Colombia’s outgoing comptroller general said Wednesday that his office found $4.8 billion (COP14.2 trillion) that got lost through corruption and financial mismanagement.
In his assessment of his final year in office, Comptroller General Edgardo Maya said he has led 4,250 investigations into the suspected embezzlement of more than $7 billion (COP21.68 trillion) over the past four years.
Maya’s office discovered 4,311 acts of fraud in which $4.8 billion (COP14.2 trillion) in state funds were embezzled by politicians and government contractors.
Maya said that five governors, seven ex-governors, eight mayors and 45 former mayors are currently being investigated just for embezzling school food funds explicitly meant to prevent malnutrition among Colombia’s poorest children.
Maya said last year that corruption costs the country’s treasury $13 billion per year, meaning that his office was able to recover less than 10% of the money he believes was embezzled over the past four years.
“From what ethical and moral material are the ‘leaders’ that move the threads of this cruel criminal enterprise made of?
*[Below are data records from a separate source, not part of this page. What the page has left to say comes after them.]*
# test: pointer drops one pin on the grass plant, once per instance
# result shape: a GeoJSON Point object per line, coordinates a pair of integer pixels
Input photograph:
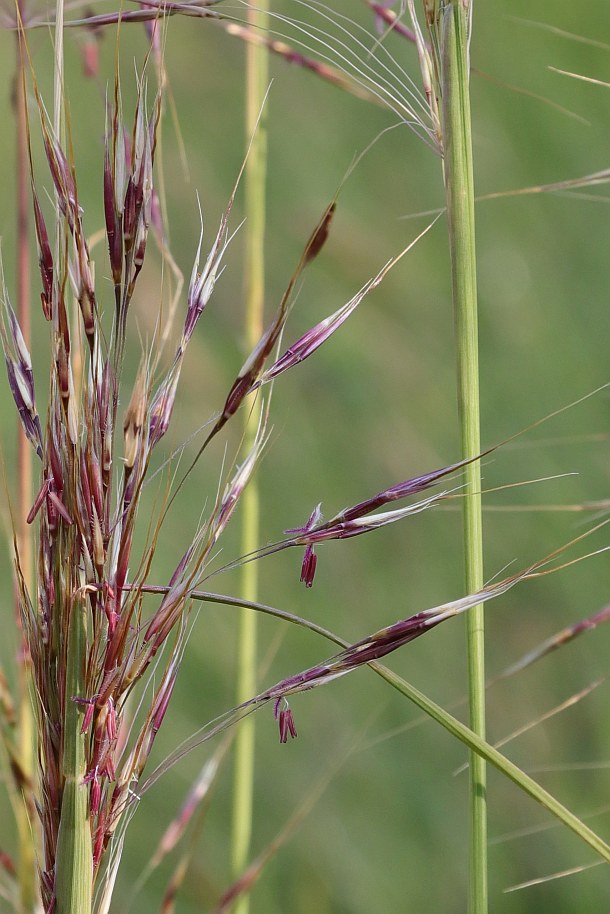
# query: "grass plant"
{"type": "Point", "coordinates": [137, 511]}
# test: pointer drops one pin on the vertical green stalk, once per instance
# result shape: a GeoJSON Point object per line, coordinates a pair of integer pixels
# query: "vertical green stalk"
{"type": "Point", "coordinates": [255, 183]}
{"type": "Point", "coordinates": [459, 191]}
{"type": "Point", "coordinates": [26, 856]}
{"type": "Point", "coordinates": [74, 853]}
{"type": "Point", "coordinates": [74, 858]}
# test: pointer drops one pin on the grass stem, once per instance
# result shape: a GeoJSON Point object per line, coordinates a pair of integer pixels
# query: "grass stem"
{"type": "Point", "coordinates": [255, 185]}
{"type": "Point", "coordinates": [459, 188]}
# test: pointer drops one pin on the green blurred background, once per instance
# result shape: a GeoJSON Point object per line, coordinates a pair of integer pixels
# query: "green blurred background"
{"type": "Point", "coordinates": [377, 404]}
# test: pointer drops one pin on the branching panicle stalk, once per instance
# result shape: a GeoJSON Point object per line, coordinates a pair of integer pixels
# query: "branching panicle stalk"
{"type": "Point", "coordinates": [459, 188]}
{"type": "Point", "coordinates": [73, 867]}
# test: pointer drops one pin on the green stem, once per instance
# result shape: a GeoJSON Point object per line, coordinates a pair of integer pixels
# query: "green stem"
{"type": "Point", "coordinates": [459, 190]}
{"type": "Point", "coordinates": [255, 182]}
{"type": "Point", "coordinates": [74, 858]}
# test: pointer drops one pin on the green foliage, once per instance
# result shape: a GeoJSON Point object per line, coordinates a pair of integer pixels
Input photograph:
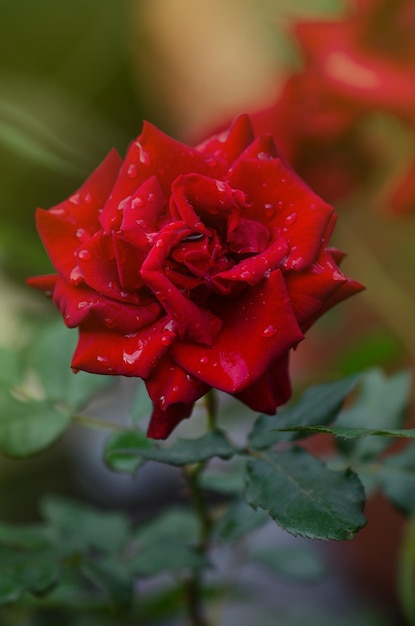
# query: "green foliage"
{"type": "Point", "coordinates": [304, 497]}
{"type": "Point", "coordinates": [318, 405]}
{"type": "Point", "coordinates": [181, 452]}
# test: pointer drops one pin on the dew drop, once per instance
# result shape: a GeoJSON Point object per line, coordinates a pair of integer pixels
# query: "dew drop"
{"type": "Point", "coordinates": [132, 170]}
{"type": "Point", "coordinates": [269, 331]}
{"type": "Point", "coordinates": [103, 359]}
{"type": "Point", "coordinates": [60, 212]}
{"type": "Point", "coordinates": [81, 234]}
{"type": "Point", "coordinates": [143, 155]}
{"type": "Point", "coordinates": [137, 203]}
{"type": "Point", "coordinates": [76, 276]}
{"type": "Point", "coordinates": [269, 210]}
{"type": "Point", "coordinates": [290, 219]}
{"type": "Point", "coordinates": [84, 255]}
{"type": "Point", "coordinates": [130, 358]}
{"type": "Point", "coordinates": [75, 199]}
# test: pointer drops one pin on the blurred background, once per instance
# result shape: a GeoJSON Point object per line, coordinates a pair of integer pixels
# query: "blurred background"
{"type": "Point", "coordinates": [333, 81]}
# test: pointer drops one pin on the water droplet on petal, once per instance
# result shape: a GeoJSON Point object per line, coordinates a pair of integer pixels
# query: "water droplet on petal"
{"type": "Point", "coordinates": [269, 210]}
{"type": "Point", "coordinates": [81, 234]}
{"type": "Point", "coordinates": [143, 155]}
{"type": "Point", "coordinates": [103, 359]}
{"type": "Point", "coordinates": [269, 331]}
{"type": "Point", "coordinates": [60, 212]}
{"type": "Point", "coordinates": [132, 170]}
{"type": "Point", "coordinates": [290, 219]}
{"type": "Point", "coordinates": [76, 276]}
{"type": "Point", "coordinates": [84, 255]}
{"type": "Point", "coordinates": [75, 199]}
{"type": "Point", "coordinates": [137, 203]}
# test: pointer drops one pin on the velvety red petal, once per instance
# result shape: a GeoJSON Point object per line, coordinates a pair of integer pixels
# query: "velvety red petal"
{"type": "Point", "coordinates": [285, 202]}
{"type": "Point", "coordinates": [77, 304]}
{"type": "Point", "coordinates": [156, 154]}
{"type": "Point", "coordinates": [104, 351]}
{"type": "Point", "coordinates": [169, 384]}
{"type": "Point", "coordinates": [44, 283]}
{"type": "Point", "coordinates": [258, 328]}
{"type": "Point", "coordinates": [230, 143]}
{"type": "Point", "coordinates": [318, 289]}
{"type": "Point", "coordinates": [272, 390]}
{"type": "Point", "coordinates": [191, 320]}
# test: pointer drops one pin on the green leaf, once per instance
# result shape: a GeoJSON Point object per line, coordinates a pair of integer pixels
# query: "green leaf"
{"type": "Point", "coordinates": [318, 405]}
{"type": "Point", "coordinates": [10, 367]}
{"type": "Point", "coordinates": [50, 356]}
{"type": "Point", "coordinates": [353, 433]}
{"type": "Point", "coordinates": [120, 454]}
{"type": "Point", "coordinates": [397, 477]}
{"type": "Point", "coordinates": [382, 406]}
{"type": "Point", "coordinates": [28, 427]}
{"type": "Point", "coordinates": [304, 497]}
{"type": "Point", "coordinates": [83, 526]}
{"type": "Point", "coordinates": [141, 404]}
{"type": "Point", "coordinates": [301, 562]}
{"type": "Point", "coordinates": [35, 572]}
{"type": "Point", "coordinates": [167, 544]}
{"type": "Point", "coordinates": [111, 576]}
{"type": "Point", "coordinates": [183, 451]}
{"type": "Point", "coordinates": [239, 520]}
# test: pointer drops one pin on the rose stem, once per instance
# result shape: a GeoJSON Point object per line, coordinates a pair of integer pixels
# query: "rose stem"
{"type": "Point", "coordinates": [193, 587]}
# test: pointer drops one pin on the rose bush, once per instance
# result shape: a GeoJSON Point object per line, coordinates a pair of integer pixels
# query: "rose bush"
{"type": "Point", "coordinates": [193, 268]}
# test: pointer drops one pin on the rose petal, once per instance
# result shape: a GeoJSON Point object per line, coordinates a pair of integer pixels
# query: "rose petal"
{"type": "Point", "coordinates": [192, 321]}
{"type": "Point", "coordinates": [270, 391]}
{"type": "Point", "coordinates": [258, 328]}
{"type": "Point", "coordinates": [78, 304]}
{"type": "Point", "coordinates": [104, 351]}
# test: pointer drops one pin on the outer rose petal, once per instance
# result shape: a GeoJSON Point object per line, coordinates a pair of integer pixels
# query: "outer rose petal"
{"type": "Point", "coordinates": [258, 329]}
{"type": "Point", "coordinates": [270, 391]}
{"type": "Point", "coordinates": [104, 351]}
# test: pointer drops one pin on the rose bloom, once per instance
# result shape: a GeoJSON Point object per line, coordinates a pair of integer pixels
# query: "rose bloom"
{"type": "Point", "coordinates": [193, 268]}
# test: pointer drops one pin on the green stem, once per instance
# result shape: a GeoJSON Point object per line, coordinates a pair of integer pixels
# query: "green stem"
{"type": "Point", "coordinates": [95, 422]}
{"type": "Point", "coordinates": [211, 404]}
But it is not just the money for the children’s food. They are stealing everything,” Maya was quoted as saying by newspaper El Heraldo.
The comptroller general warned earlier this week that allowing a corrupt official to run the office in charge of investigating corruption “is like letting a rapist run a kindergarten.”
According to the outgoing fiscal watchdog, corruption is rampant in all layers of government and in all the country’s provinces.
Congress is currently debating a successor for Maya and is stirring heated debates. One candidate is a former member of the PIN, a party that was dissolved after most its members were arrested for ties to organized crime and paramilitary groups.
A second candidate is the allegedly corrupt husband of a far-right senator. The inclusion of suspicious candidates on the shortlist to succeed Maya is causing causing grave concerns about the future ability of the Comptroller General’s Office to effectively curb corruption.